O Baía Viva ingressou dia 16 com representação solicitando a suspensão (cancelamento) da audiência na 2ª Vara Cível de Maricá, prevista para o dia 20 de março, sexta feira, convocada pelo empreendedor espanhol IDB Brasil Ltda. , e estranhamente aceito pelo Juiz de Maricá, que está prevista para o dia 20 de março, sexta feira.
Essa é mais uma tentativa jurídica de tornar viável a destruição da APA de Maricá, instalando um resort para cinco mil pessoas transitarem na área. O grupo espanhol tenta há oito anos contornar medidas constitucionais que protegem as áreas já declaradas de proteção ambiental. A prefeitura de Maricá apóia o investimento, inclusive com gastos públicos, como a recente viagem para prestigiar uma premiação de marketing da empresa no exterior.
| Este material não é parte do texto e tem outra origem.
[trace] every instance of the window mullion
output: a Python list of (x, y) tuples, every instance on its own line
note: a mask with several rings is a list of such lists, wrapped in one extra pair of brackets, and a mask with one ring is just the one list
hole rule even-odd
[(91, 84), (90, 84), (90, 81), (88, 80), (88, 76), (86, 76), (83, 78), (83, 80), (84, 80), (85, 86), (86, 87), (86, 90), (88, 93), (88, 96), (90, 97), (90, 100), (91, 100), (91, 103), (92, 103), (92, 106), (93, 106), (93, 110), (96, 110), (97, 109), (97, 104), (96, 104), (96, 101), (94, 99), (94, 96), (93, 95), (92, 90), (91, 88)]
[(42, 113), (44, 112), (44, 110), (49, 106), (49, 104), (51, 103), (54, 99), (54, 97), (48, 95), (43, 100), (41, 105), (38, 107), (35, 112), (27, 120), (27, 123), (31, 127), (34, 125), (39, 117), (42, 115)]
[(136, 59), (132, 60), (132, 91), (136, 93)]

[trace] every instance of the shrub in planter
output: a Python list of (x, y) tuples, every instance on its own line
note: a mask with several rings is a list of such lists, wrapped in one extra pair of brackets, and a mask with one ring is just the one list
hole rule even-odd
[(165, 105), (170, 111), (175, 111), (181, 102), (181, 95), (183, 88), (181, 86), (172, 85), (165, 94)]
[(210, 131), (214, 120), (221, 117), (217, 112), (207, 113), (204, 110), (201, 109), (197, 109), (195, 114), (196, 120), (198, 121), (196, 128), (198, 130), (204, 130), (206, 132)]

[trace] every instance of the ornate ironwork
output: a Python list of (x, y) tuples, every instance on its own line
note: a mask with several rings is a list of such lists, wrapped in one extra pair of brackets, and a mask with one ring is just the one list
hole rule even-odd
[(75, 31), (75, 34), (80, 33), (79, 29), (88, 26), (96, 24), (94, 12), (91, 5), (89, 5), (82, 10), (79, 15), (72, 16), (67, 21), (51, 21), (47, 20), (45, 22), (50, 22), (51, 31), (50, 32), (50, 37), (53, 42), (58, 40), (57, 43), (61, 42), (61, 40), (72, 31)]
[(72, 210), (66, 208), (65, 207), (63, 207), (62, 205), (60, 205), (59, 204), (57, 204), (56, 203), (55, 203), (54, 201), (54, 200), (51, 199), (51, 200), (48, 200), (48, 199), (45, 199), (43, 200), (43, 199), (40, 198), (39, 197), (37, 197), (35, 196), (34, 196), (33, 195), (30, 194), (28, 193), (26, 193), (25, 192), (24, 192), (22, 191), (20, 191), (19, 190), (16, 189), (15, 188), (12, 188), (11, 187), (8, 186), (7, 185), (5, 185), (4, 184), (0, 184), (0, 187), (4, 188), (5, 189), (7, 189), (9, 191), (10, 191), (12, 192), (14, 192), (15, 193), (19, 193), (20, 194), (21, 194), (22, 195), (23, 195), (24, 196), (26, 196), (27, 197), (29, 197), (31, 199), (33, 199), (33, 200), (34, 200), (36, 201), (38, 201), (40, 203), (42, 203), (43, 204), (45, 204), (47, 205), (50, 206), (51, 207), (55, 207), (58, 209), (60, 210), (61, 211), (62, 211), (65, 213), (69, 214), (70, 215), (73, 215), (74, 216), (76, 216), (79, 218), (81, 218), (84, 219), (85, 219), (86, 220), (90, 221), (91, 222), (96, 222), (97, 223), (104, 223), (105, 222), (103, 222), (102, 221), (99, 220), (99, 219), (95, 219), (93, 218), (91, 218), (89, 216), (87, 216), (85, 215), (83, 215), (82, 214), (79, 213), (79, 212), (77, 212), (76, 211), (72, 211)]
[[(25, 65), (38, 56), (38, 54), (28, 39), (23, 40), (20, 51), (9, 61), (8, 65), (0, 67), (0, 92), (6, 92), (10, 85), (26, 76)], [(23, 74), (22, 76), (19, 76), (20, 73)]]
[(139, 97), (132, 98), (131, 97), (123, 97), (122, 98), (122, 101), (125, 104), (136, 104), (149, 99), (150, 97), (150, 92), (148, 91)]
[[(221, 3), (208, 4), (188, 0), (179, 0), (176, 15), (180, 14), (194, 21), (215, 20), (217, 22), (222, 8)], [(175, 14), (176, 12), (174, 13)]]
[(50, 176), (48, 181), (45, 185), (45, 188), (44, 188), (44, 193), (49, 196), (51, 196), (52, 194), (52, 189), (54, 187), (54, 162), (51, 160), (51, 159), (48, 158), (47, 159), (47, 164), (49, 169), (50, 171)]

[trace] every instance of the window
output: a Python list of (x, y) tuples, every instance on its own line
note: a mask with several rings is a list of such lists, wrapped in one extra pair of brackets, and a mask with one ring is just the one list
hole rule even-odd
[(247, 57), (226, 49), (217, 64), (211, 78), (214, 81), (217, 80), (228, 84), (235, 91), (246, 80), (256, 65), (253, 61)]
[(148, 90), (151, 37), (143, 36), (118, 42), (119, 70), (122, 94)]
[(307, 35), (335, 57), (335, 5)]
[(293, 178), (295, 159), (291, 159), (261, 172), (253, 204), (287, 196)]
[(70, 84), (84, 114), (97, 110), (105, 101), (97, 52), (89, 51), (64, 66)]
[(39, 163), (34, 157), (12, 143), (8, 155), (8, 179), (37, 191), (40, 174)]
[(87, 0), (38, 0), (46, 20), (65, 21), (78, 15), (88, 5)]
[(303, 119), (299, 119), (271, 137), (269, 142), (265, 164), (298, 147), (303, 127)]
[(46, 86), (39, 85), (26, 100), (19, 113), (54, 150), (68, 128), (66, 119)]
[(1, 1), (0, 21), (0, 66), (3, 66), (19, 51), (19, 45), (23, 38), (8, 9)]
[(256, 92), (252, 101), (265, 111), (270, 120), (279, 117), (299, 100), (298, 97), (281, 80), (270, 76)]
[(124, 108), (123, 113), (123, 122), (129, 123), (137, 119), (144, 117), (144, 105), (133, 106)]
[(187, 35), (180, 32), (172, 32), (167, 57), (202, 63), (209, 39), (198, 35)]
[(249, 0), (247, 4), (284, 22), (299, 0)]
“É visível que trata-se de mais uma tentativa ilegal de favorecer aos interesses financeiros-econômicos da empresa ré que sistematicamente há mais de uma década vem violando os direitos dos pescadores artesanais do povoado de Zacarias e os povos indígenas da Aldeia Guarani Mbyá de Mata Verde Bonita e a nova Aldeia Guyra Ambar (“Morada dos Pássaros”) formada por 87 refugiados políticos Guaranis que fizeram migração forçada da Província de Missiones, na Argentina, para a restinga da Área de Proteção Ambiental Estadual de Maricá, e estão até hoje em extrema vulnerabilidade sem banheiros sanitários, pouca água pra beber e plantar, moradias com água da chuva caindo dentro, cerca de 30 crianças e bebês de colo, mulheres e um senhora com 116 anos de idade (Paulina Mamã) em grave situação de insegurança alimentar e falta de Assistência Social do município de Maricá. A água de antigo poço artesiano abandonado há muitas décadas está contaminada e o Pajé Eugênio Ocampo da Aldeia Guyra Ambar denúncia a ocorrência de muitos casos de diarreia, foi de cabeça, febre entre os moradores de sua família extensa” diz a nota no pedido do movimento Baía Viva.
Também foram excluídos da audiência de conciliação, a PALMA (Associação de Preservação Ambiental das Lagunas de Maricá), que tem uma ação civil pública legítima desde 2012. E também vários órgãos públicos que há anos atuam na defesa do meio ambiente e pelos direitos das comunidades tradicionais que vivem na restinga de Maricá: Defensoria Pública da União (DPU-RJ), Ministério Público Federal (MPF-RJ) e a Defensoria Pública Geral do Estado do RJ (DPGE-RJ).